Les poudres sont conservées dans des caisses à poudre Mle 1875. Une caisse peut contenir 60kg de poudre noire ou 35kg de poudre B.C. Leur dimension extérieure est de80cmX40cm et 40cm de Haut.
Un magasin de 10m de long sur 5m de large peut contenir jusqu'à 450 caisses à poudre, celles-ci sont rangées par 5 seulement dans le sens de la hauteur, et le tiers de la superficie du magasin est réservé pour les allées et pour les séparations à établir entre les lots ou qualités de poudres.
Les gargousses sont quant à elles conservées dans des caisses à gargousses N°1 de siège. Une caisse peut contenir 18 gargousses de poudre noire n°1 ou 24 gargousses de poudre B.C pour un canon de 155mm Long, ou 30 gargousses de poudre noire ou 50 de poudre B.C pour un canon de 120mm Long ou encore, 78 gargousses de poudre B.C pour un canon de 155mm court, 32 gargousses de poudre B.C pour un mortier de 220mm ou 100 gargousses de poudre B.C pour un canon de 95mm.
Les dimensions de la caisse à gargousse n°1 de siège sont de 95cmX70cmX56cm de Haut. Unmagasin de 10m de Long peut contenir 200 caisses à gargousses, celles-ci étant engerbées seulement sur 4 dans le sens de la hauteur, avec séparations identiques pour les caisses à poudres.
Pour le rangement, si le service d'artillerie ne dispose pas d'un nombre suffisant de caisses à gargousses, il peut emmagasinner les gargousses en vrac. A cet effet, il est avantageux de placer tout d'abord une ou deux couches de caisses remplies, et de disposer sur ces caisses les piles de gargousses. Les obus, quant à eux, doivent toujours être placés debout, sur leur culôt, et rangés de chaque côté d'une allée centrale.

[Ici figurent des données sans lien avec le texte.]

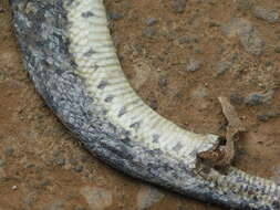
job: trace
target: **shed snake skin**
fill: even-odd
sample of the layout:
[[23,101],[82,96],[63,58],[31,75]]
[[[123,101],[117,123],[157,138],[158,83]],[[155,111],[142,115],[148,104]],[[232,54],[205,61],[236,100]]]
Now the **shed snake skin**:
[[10,4],[25,70],[90,153],[135,178],[204,202],[280,210],[279,185],[234,167],[220,172],[197,158],[219,147],[218,136],[185,130],[138,97],[122,72],[102,0]]

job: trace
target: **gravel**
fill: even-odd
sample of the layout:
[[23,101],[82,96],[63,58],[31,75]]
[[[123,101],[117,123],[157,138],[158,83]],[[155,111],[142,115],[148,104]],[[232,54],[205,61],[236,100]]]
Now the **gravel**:
[[221,31],[228,36],[238,36],[241,45],[251,55],[261,55],[265,50],[265,41],[251,22],[234,18],[221,27]]
[[186,9],[187,0],[173,0],[173,12],[183,13]]
[[148,27],[148,28],[143,29],[142,34],[144,36],[151,39],[151,38],[153,38],[156,34],[156,30]]
[[145,20],[146,25],[151,27],[157,23],[157,20],[155,18],[147,18]]
[[217,76],[224,75],[227,71],[230,70],[232,63],[229,61],[222,61],[217,63]]
[[265,20],[269,23],[276,23],[279,21],[279,13],[272,9],[257,6],[253,7],[252,13],[256,18]]
[[113,202],[112,192],[98,187],[83,187],[81,195],[87,201],[91,210],[105,210]]
[[268,113],[258,114],[257,118],[261,122],[268,122],[269,119],[276,118],[279,116],[280,116],[280,113],[268,112]]
[[11,146],[7,146],[4,148],[4,155],[11,156],[13,154],[14,149]]
[[229,98],[232,104],[239,105],[239,106],[242,105],[245,102],[245,98],[238,93],[231,93],[229,95]]
[[160,193],[156,188],[143,186],[137,193],[137,210],[148,209],[163,198],[164,195]]
[[4,166],[4,160],[0,159],[0,168]]
[[190,59],[188,64],[187,64],[186,70],[188,72],[196,72],[196,71],[200,70],[200,67],[201,67],[201,62],[200,61],[195,60],[195,59]]
[[117,12],[110,12],[108,13],[108,20],[117,21],[117,20],[121,20],[122,18],[123,18],[123,15]]
[[273,92],[262,93],[251,93],[246,98],[246,104],[249,106],[258,106],[269,102],[272,98]]

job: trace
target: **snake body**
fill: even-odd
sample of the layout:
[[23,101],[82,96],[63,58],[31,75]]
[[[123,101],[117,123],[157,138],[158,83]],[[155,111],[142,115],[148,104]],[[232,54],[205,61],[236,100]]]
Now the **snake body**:
[[46,104],[84,147],[114,168],[234,209],[280,210],[280,186],[197,155],[216,135],[187,132],[155,113],[120,65],[102,0],[10,0],[24,67]]

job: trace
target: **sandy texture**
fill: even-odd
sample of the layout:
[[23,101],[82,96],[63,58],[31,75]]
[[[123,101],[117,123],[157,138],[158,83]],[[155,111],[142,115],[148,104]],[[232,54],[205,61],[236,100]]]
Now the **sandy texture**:
[[[235,165],[280,182],[280,2],[243,2],[107,0],[106,7],[124,71],[142,98],[185,128],[225,135],[218,96],[229,97],[247,129]],[[144,186],[84,151],[30,83],[3,3],[0,210],[219,209]]]

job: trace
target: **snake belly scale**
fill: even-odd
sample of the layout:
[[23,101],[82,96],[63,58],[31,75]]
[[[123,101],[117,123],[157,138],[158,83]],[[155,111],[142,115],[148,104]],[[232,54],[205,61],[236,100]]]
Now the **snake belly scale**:
[[234,167],[204,176],[216,135],[149,108],[120,65],[102,0],[10,0],[23,63],[41,96],[84,147],[133,177],[226,208],[279,210],[279,185]]

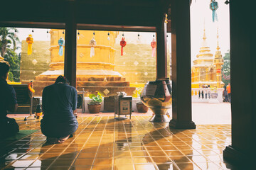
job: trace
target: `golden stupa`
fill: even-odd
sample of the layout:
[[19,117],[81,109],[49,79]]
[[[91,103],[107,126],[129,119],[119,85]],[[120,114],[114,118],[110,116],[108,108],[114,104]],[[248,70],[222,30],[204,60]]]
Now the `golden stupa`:
[[[58,40],[64,38],[62,30],[53,29],[50,33],[50,68],[36,76],[34,89],[36,96],[41,96],[46,86],[52,84],[59,75],[64,74],[64,52],[59,55]],[[93,35],[95,33],[95,35]],[[116,95],[117,91],[125,91],[132,95],[134,87],[118,72],[115,71],[114,45],[118,32],[79,30],[77,42],[77,89],[88,94],[96,91],[105,96]],[[90,41],[96,40],[95,55],[91,56]],[[24,83],[26,83],[24,81]]]
[[203,43],[200,48],[197,59],[193,63],[191,69],[192,88],[210,85],[213,87],[221,88],[224,83],[221,81],[221,67],[223,59],[218,44],[218,33],[217,33],[217,50],[213,57],[210,47],[207,45],[206,29],[203,29]]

Après l'apparition de l'obus torpille chargé de mélinite, aucun magasin à poudres n'est assez résistant. Dès 1888, ils sont transformés en magasins à munitions, tandis que les nouveaux magasins à poudres sont construits à plus de 15m sous terre, et totalempent bétonnés. Dès lors, les magasins sont séparés en un magasin à poudres et munitions, une salles d'artifices et un atelier d'morçage. Les salles d'artifices et les ateliers doivent être théoriquement séparés d'au moins 20m les uns des autres. L'emplacement à assigner aux différents locaux affectés au service des munitions dépend essentiellement des circonstances locales.